Observing how a Euthrix potatoria caterpillar spun a cocoon around herself was just as impressive as observing it hatch several weeks later. The day after the moths emerged from their cocoons, I returned them to nature, which was always the intended goal while breeding. They left me with several eggs, which hatched, and the cycle began once more.

Euthrix potatoria on Reed

Linear vs cycles
We tend to look at human lives as individuals and other animals as part of a species. In our perception, a human life proceeds in a linear line, from birth to death. Other animals in cycles, in particular butterflies. With the metamorphosis from egg through caterpillar and pupa to butterfly, with one or more generations per calendar year, is a process we experience in cycles.

Differences in caterpillar’s behaviour can be observed within the various subspecies of butterflies., e.g. the almost insatiable hunger of the Peacock butterfly (Aglais io), the habit of the Puss moth (Cerura vinula) to eat leaves entirely and even a piece of the stem. Also I had the impression to witness individual behaviour of single caterpillars. One of the Euthrix potatoria invariably always climbed to the top of a reed stem to only eat there from often still-coiled leaves, whereas the other caterpillars ate scattered throughout the entire plant. Two out of three tiger moths (Arctia caja) were satisfied with a diet of only thistle (the plant on which I had found them), while the third became restless every few days and desired more variety in her diet.

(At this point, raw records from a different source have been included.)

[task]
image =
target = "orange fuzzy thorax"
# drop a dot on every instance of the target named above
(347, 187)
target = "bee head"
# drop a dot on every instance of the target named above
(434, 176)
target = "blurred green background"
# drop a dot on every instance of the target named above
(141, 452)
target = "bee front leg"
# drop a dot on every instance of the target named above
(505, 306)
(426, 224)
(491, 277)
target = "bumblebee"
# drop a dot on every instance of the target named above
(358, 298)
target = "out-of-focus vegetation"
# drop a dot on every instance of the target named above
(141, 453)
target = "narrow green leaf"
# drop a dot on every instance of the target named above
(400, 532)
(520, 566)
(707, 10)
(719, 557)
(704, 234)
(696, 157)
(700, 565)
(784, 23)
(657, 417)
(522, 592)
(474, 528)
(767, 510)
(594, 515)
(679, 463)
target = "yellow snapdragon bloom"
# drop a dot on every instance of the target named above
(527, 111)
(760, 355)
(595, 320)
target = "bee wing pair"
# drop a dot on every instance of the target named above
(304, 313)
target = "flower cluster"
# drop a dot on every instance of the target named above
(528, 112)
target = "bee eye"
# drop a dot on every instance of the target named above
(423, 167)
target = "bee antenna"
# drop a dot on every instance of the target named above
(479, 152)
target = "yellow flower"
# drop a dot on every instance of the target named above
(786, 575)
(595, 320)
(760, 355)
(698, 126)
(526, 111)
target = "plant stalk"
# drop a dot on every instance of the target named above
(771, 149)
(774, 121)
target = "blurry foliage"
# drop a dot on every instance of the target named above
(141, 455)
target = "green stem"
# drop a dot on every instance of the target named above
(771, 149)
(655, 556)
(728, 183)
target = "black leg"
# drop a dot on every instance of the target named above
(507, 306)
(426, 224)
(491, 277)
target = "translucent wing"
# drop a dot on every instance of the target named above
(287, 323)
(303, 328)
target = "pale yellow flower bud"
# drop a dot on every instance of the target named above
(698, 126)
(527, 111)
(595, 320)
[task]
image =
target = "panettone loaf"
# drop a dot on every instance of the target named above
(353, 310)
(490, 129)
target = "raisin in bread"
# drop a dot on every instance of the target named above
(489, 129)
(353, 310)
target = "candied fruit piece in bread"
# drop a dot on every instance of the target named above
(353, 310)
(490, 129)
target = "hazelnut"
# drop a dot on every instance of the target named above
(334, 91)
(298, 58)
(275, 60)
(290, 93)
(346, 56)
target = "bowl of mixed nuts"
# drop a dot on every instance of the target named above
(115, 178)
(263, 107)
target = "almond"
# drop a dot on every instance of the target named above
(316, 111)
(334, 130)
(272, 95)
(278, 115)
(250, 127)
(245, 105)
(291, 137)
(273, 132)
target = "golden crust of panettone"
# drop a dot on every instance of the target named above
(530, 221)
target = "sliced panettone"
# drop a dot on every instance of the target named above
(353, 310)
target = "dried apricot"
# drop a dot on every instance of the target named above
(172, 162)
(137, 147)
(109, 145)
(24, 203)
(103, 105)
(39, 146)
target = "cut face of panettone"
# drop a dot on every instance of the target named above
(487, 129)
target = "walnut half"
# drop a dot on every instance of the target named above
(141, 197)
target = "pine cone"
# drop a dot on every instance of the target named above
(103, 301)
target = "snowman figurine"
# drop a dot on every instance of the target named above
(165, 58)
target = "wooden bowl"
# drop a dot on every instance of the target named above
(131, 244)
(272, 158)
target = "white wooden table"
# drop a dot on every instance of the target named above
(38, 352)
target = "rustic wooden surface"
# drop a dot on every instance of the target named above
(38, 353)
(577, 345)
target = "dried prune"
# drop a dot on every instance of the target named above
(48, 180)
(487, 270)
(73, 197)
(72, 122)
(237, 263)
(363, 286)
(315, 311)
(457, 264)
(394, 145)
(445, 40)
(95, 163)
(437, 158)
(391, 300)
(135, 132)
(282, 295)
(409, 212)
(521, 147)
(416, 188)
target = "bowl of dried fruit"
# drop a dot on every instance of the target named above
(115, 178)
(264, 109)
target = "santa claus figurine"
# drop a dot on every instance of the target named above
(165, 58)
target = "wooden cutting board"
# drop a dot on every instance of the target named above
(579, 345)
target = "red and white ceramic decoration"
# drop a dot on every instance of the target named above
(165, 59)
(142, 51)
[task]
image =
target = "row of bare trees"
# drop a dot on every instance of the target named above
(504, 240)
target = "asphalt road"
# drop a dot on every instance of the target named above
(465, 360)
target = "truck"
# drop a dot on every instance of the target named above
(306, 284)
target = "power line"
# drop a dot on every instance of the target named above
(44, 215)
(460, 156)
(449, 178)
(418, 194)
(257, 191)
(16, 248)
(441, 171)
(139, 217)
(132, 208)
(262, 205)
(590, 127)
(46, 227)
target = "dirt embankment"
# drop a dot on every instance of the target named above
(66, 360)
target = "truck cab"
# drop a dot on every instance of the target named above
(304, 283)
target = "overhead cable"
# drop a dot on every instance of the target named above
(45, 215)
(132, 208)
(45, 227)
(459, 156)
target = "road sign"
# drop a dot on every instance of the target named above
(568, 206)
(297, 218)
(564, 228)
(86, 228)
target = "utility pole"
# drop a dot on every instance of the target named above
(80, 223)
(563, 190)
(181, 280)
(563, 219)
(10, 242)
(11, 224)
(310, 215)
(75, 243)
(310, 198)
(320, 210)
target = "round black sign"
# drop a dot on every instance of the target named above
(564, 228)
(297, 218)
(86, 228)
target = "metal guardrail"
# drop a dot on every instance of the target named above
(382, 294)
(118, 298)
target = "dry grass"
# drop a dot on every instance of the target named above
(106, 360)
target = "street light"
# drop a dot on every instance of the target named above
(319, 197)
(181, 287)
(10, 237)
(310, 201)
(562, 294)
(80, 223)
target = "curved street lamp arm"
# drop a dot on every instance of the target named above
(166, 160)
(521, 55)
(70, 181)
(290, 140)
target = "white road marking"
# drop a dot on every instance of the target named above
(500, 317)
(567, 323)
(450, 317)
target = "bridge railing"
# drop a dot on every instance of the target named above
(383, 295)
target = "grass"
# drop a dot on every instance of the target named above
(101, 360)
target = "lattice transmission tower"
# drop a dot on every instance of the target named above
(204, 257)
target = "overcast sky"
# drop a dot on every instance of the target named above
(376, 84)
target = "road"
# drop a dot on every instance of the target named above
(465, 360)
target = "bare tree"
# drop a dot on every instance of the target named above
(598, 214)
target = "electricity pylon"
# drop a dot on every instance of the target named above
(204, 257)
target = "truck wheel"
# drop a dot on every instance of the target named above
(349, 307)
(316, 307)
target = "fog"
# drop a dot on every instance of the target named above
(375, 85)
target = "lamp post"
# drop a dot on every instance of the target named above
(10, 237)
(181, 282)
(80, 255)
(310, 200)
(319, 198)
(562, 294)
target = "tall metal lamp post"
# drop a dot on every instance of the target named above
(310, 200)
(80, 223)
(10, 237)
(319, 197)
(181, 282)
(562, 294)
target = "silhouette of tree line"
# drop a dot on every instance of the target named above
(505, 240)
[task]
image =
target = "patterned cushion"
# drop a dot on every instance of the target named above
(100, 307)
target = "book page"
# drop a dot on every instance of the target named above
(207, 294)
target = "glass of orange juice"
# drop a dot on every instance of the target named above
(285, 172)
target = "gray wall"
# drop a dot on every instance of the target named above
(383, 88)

After eating from some other plants, it would return to thistle. I never witnessed the other two (which were somewhat larger and therefore easy to recognise) eating from other leaves than thistle.

Although I surrounded myself with various sort of caterpillars they predominately remained in a parallel world. They sometimes showed an instinctive responds to when I appeared in front of the breeding tent, their typical responds to being confronted with a predator: some held still for long periods of time, others started moving wildly in an attempt to chase me away.

Eyed hawk-moth (Smerinthus ocellatus) on Populus

The fact that different caterpillars only eat from one or a limited number of plants (their host plant) was new to me. It also surprised the 17th century artist and ecologist avant la lettre Maria Sibylla Merian: “It is a source of wonder to me that I often had caterpillars which fed on a single flowering plant, would feed on that one alone, and soon died if I did not provide it for them.”
The fragility of their existence was confirmed time and again as for each new species I had to find different host plants in nature or order these from an organic plant nursery. Also while searching for caterpillars in nature it was essential to recognise various plants and trees. This led to a growing awareness of ecosystems and the important role caterpillars play within the food chain; on the one hand controlling vegetation by the large amount of leaves they eat, on the other hand being food for other animals.

Articles in the news about the declining numbers of insect appear with great regularity. A threat to biodiversity and with it – ultimately – the entire survival. Metamorphoses is to create more awareness of butterflies, their variety, and the close relation of their caterpillars to host plants. How their eco-system functions.

Water betony (Shargacucullia scrophulariae) on Scrophularia

Metamorphosis is a series of photographs in which caterpillars are shown on their specific host plant(s). These photos are made against a white background, a visual reference to drawings and engravings from the 17th and 18th century, when entomology developed as a science. The white background, and also the bamboo paper on which the photos are printed, emphasise the graphic part of photographic.